Top function to read word list via file pointer.

Parameters:
fp [in] file pointer
winfo [out] pointer to word dictionary to store the read data.
hmminfo [in] HTK HMM definition data. if NULL, phonemes are ignored.
headphone [in] word head silence model name
tailphone [in] word tail silence model name
contextphone [in] silence context name to be used at head and tail
Returns:
TRUE on success, FALSE on any error word.

Definition at line 142 of file voca_load_wordlist.c.

Referenced by init_wordlist().

boolean voca_load_wordlist_line ( char *  buf,
WORD_ID vnum_p,
int  linenum,
WORD_INFO winfo,
HTK_HMM_INFO hmminfo,
boolean  do_conv,
boolean *  ok_flag,
char *  headphone,
char *  tailphone,
char *  contextphone 
)

Sub function to Add a dictionary entry line to the word dictionary.

Parameters:
buf [i/o] buffer to hold the input string, will be modified in this function
vnum_p [in] current number of words in winfo
linenum [in] current line number of the input
winfo [out] pointer to word dictionary to append the data.
hmminfo [in] HTK HMM definition data. if NULL, phonemes are ignored.
do_conv [in] TRUE if performing triphone conversion
ok_flag [out] will be set to FALSE if an error occured for this input.
headphone [in] word head silence model name
tailphone [in] word tail silence model name
contextphone [in] silence context name to be used at head and tail
Returns:
FALSE if buf == "DICEND", else TRUE will be returned.

Definition at line 172 of file voca_load_wordlist.c.

Referenced by voca_load_word_line().

boolean voca_mono2tri ( WORD_INFO winfo,
HTK_HMM_INFO hmminfo 
)

Convert whole words in word dictionary to word-internal triphone.

Normally triphone conversion will be performed directly when reading dictionary file.
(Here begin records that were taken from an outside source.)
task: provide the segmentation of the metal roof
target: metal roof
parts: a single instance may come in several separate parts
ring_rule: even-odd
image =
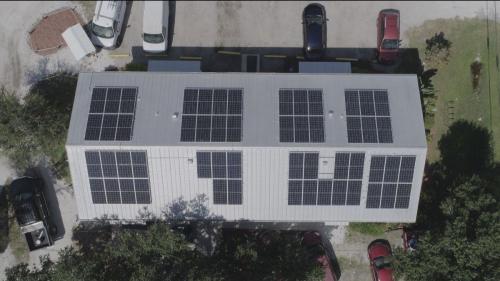
[[[77,23],[68,27],[61,35],[76,60],[81,60],[86,55],[95,53],[95,47],[81,24]]]
[[[131,141],[85,141],[92,88],[137,87],[138,99]],[[184,89],[243,89],[242,141],[181,142]],[[325,142],[280,143],[280,88],[323,89]],[[348,143],[345,89],[388,91],[393,143]],[[178,113],[178,118],[172,116]],[[307,73],[80,73],[67,145],[85,146],[206,146],[206,147],[381,147],[425,148],[426,139],[416,75]]]

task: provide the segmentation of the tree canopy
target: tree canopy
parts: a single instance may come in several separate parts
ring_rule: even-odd
[[[68,176],[64,144],[76,82],[74,74],[56,73],[22,100],[0,89],[0,149],[19,172],[47,159],[57,176]]]
[[[412,227],[416,251],[396,249],[407,281],[500,280],[500,203],[489,132],[458,121],[439,142],[441,161],[428,165]],[[496,192],[495,192],[496,191]]]
[[[19,264],[6,270],[7,281],[323,279],[317,252],[302,245],[297,233],[219,229],[214,251],[201,250],[200,241],[195,246],[193,236],[178,226],[185,217],[214,219],[203,202],[203,197],[177,200],[149,226],[113,226],[108,217],[80,224],[73,231],[76,246],[60,251],[58,261],[43,257],[38,268]]]

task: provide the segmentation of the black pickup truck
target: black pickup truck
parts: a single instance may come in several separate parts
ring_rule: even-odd
[[[30,251],[53,245],[57,228],[51,222],[43,181],[32,177],[15,179],[10,184],[10,200]]]

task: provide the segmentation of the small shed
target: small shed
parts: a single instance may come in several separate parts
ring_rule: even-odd
[[[88,54],[95,53],[94,45],[79,23],[68,27],[62,33],[62,37],[76,60],[81,60]]]

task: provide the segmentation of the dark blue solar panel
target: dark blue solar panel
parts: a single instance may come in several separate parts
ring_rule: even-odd
[[[185,89],[181,141],[240,142],[242,95],[241,89]]]

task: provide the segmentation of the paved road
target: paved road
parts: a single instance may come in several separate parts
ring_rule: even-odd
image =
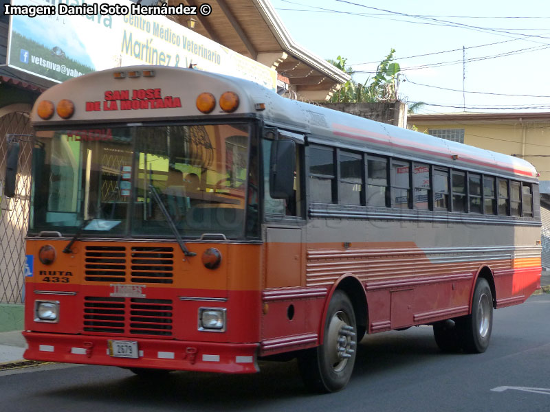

This function is for post conversion only.

Parameters:
winfo [i/o] word dictionary information
hmminfo [in] HTK HMM definition
Returns:
TRUE on success, FALSE on failure.

Definition at line 623 of file voca_load_htkdict.c.

WORD_ID voca_lookup_wid ( char *  keyword,
WORD_INFO winfo 
)

Look up a word on dictionary by string.

Parameters:
keyword [in] keyword to search
winfo [in] word dictionary
Returns:
the word id if found, or WORD_INVALID if not found.

Definition at line 43 of file voca_lookup.c.

Referenced by initialize_dict(), and new_str2wordseq().

WORD_ID* new_str2wordseq ( WORD_INFO winfo,
char *  s,
int *  len_return 
)

Convert string of space-separated word strings to array of word ids.

Parameters:
winfo [in] word dictionary
s [in] string of space-separated word strings
len_return [out] number of found words
Returns:
pointer to a newly allocated word list.

Definition at line 117 of file voca_lookup.c.

char* cycle_triphone ( char *  p  ) 

Return string of triphone name composed from last 3 call.

Parameters:
p [in] next phone string
Returns:
the composed triphone name, or NULL on end.

Definition at line 80 of file voca_load_htkdict.c.

Referenced by cycle_triphone_flush(), new_str2phseq(), voca_load_htkdict_line(), and voca_load_wordlist_line().

char* cycle_triphone_flush (  ) 

Flush the triphone buffer and return the last biphone.

Returns:
the composed last bi-phone name.

Definition at line 126 of file voca_load_htkdict.c.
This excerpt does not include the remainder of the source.